There’s a homeless guy I pass nearly every day and I always try to give him something. So how about a pair of jeans? The Fates decreed otherwise. Earlier on that Thursday, while doing my first delivery of the day, I parked by a homeless guy who looked even more forlorn than the one I had intended to donate the jeans too, so I gave him the jeans instead. Now we fast forward to later that same day with me reeling away from the cyber cafe door with its demanding note for rent not paid. A guy at an outside table at the pizza parlour next along says, “Excuse me, would you like my pizza? I can’t finish it and it’ll only be thrown away.” “Thank you very much,” I say, and gratefully carry off his unfinished half of a large pizza. Which only goes to show that there is a god. Help a homeless guy in the morning, get free pizza in the evening. The one drawback was that it had anchovies and I hates anchovies.
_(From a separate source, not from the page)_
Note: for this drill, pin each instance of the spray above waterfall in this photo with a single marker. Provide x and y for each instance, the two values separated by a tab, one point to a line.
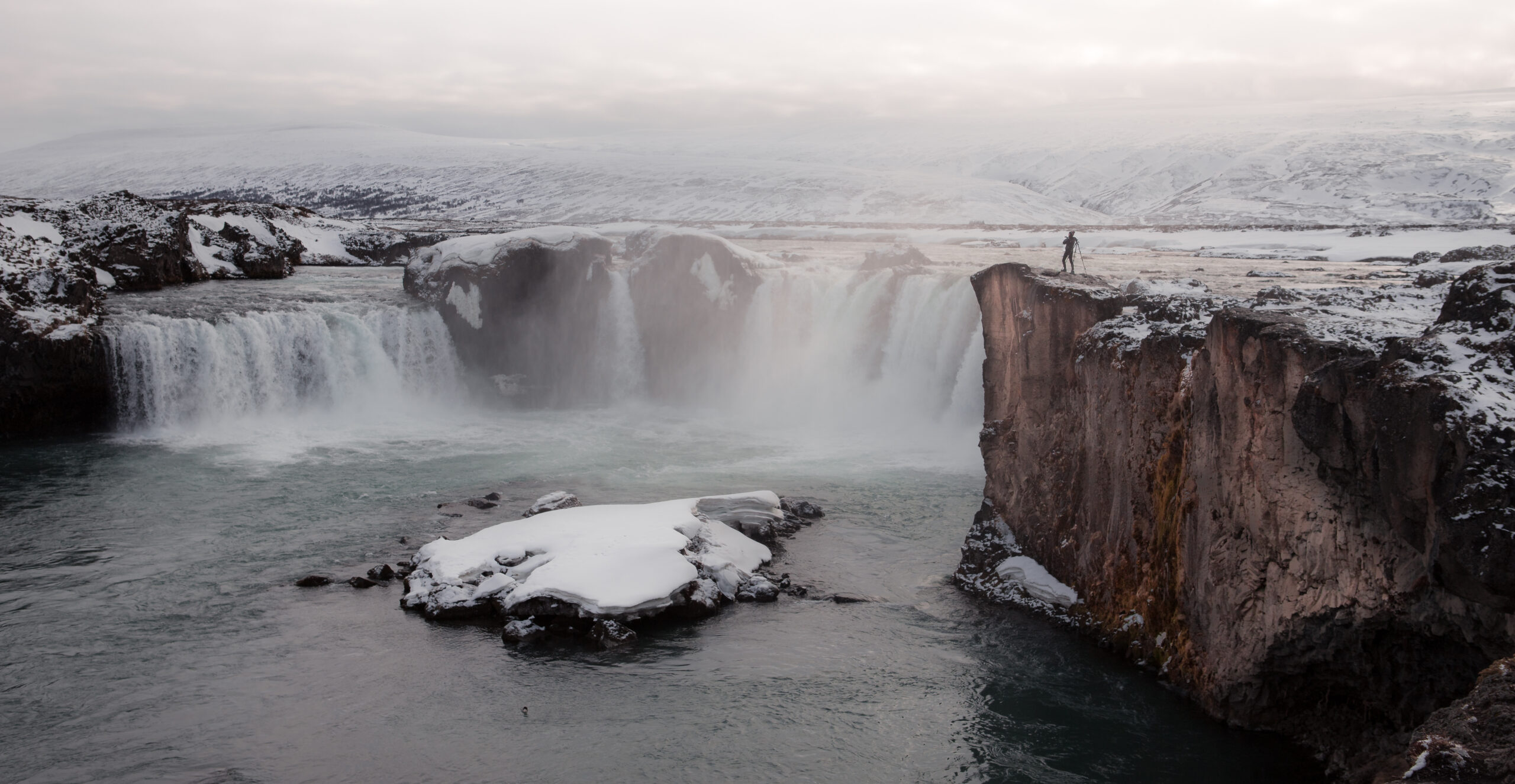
570	318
Far too salty.
Now this neatly segues to a story I think of as “Rick Kennett: Standover Man.” A couple of months before it closed I was at the above mentioned cyber cafe merrily downloading podcasts. A group of teenage girls came trooping out of the back of the shop and I was dimly aware they were having an in-depth discussion with the woman at the counter. Then they left. A few seconds later the counter lady came around and stood beside me as I sat at the computer. She didn’t say anything but just stood there and I had the impression she was going to tell me the shop was closing, though it was only 4.30 and they didn’t close till 7.30. I looked up but she was peering down towards the back of the shop in an uncertain sort of way. Then she said, “Those girls said there’s a man down there masturbating.” I gave her a “Do wot?” look, but she was still peering towards the back of the shop. It occurred to me then that she needed to confront this fellow but didn’t want to go down there by herself, so I said, “Do you want me to come with you?”
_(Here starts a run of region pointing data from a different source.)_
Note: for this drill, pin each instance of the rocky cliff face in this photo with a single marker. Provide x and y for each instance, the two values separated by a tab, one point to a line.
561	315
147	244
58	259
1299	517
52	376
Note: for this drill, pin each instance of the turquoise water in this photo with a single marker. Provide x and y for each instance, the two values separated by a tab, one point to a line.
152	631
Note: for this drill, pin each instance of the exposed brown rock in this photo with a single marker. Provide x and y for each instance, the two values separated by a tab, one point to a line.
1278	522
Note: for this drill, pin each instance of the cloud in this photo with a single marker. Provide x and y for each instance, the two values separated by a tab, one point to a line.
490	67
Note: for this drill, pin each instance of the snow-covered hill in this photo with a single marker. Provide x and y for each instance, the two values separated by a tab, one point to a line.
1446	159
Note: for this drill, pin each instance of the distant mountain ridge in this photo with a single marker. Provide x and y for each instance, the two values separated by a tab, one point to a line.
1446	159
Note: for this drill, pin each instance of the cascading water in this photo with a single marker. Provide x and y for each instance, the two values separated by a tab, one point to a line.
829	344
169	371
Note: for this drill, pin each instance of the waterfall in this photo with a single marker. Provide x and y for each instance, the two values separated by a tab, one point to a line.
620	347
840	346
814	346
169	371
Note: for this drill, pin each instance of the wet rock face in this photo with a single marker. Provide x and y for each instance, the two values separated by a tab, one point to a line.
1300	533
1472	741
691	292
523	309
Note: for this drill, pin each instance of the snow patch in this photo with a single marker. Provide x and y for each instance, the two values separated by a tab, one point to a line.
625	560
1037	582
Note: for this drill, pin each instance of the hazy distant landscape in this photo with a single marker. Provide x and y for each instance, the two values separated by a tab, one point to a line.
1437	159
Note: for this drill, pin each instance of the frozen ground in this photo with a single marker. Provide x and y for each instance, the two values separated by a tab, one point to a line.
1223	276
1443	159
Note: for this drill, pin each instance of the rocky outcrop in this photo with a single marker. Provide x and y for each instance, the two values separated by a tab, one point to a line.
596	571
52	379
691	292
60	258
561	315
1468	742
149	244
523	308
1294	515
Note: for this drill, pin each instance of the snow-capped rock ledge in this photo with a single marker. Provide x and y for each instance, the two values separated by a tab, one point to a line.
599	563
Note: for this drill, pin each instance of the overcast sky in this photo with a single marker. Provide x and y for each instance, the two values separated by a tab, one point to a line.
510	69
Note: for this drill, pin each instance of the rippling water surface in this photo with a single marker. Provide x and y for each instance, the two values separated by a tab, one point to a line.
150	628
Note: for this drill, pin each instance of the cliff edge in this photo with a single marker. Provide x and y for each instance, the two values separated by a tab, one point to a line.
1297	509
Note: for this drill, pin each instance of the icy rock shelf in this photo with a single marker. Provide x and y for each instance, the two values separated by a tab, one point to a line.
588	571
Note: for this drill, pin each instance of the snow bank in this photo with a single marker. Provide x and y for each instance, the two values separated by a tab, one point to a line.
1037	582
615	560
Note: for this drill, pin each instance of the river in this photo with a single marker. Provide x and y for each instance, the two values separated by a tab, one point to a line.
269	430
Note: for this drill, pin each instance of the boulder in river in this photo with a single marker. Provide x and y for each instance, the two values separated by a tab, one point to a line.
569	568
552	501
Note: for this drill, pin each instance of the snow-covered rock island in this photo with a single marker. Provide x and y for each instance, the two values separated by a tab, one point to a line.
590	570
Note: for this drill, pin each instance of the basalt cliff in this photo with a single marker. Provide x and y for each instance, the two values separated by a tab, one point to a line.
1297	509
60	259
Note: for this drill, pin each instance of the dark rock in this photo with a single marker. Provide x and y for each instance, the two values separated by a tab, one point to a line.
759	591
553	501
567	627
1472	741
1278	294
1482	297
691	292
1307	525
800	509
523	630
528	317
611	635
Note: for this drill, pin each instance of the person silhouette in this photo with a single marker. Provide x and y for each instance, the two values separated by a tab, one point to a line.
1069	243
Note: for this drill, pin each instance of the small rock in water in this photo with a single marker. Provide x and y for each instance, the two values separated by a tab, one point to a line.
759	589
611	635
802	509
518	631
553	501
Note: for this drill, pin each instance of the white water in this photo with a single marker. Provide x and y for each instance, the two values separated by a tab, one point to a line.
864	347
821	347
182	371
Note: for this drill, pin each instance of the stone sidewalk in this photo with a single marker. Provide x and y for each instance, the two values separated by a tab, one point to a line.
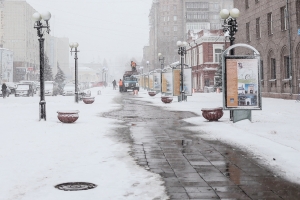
193	168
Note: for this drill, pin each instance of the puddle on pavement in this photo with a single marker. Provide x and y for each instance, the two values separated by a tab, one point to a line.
192	167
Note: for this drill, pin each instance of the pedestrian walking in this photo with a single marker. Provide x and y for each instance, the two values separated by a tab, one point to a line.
114	84
121	85
4	88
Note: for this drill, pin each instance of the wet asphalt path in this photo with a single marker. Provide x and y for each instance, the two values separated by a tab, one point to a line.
193	168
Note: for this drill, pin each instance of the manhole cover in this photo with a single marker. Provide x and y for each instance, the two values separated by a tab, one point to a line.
75	186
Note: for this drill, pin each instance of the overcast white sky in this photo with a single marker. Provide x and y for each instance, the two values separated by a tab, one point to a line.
104	29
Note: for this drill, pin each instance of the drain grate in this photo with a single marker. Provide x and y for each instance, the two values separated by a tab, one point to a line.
75	186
So off we traipse down through the shop, pass a guy working on a computer by the sliding door leading into the back premises where there are more computers as well as washing and drying machines – the cafe doubles as a laundrette. Here we find a guy at a computer huddled under an umbrella. “Aha!” thinks I. “All the better to hide your nefarious activities, eh?” So while I stand to one side looking menacing and intimidating, the woman stoops down and whispers into the fellow’s ear. I imagine she was saying, “I know what you’re doing so do your zip up or this burly gentleman here will rearrange your face.” Meanwhile I’m trying to look like I’m thinking, “And I will too … twitch twitch.” To my surprise the fellow just nods and says, “I’ll keep an eye on him.” Then the woman heads back toward the front of the shop … and it occurs to me then that he wasn’t the culprit but rather someone she knew who she was asking to keep an eye on the real guilty party … the guy at the computer by the sliding door. All the time I’d been monstering the wrong man. *Blush.* Guess I’ll never get a job with the Mafia.
So why the umbrella? The back of the shop was where its original backyard had been. It was now roofed over with plastic sheeting. It was a rainy day and the plastic was leaking. Never mind virus protection, umbrellas are what you need to keep your computers safe.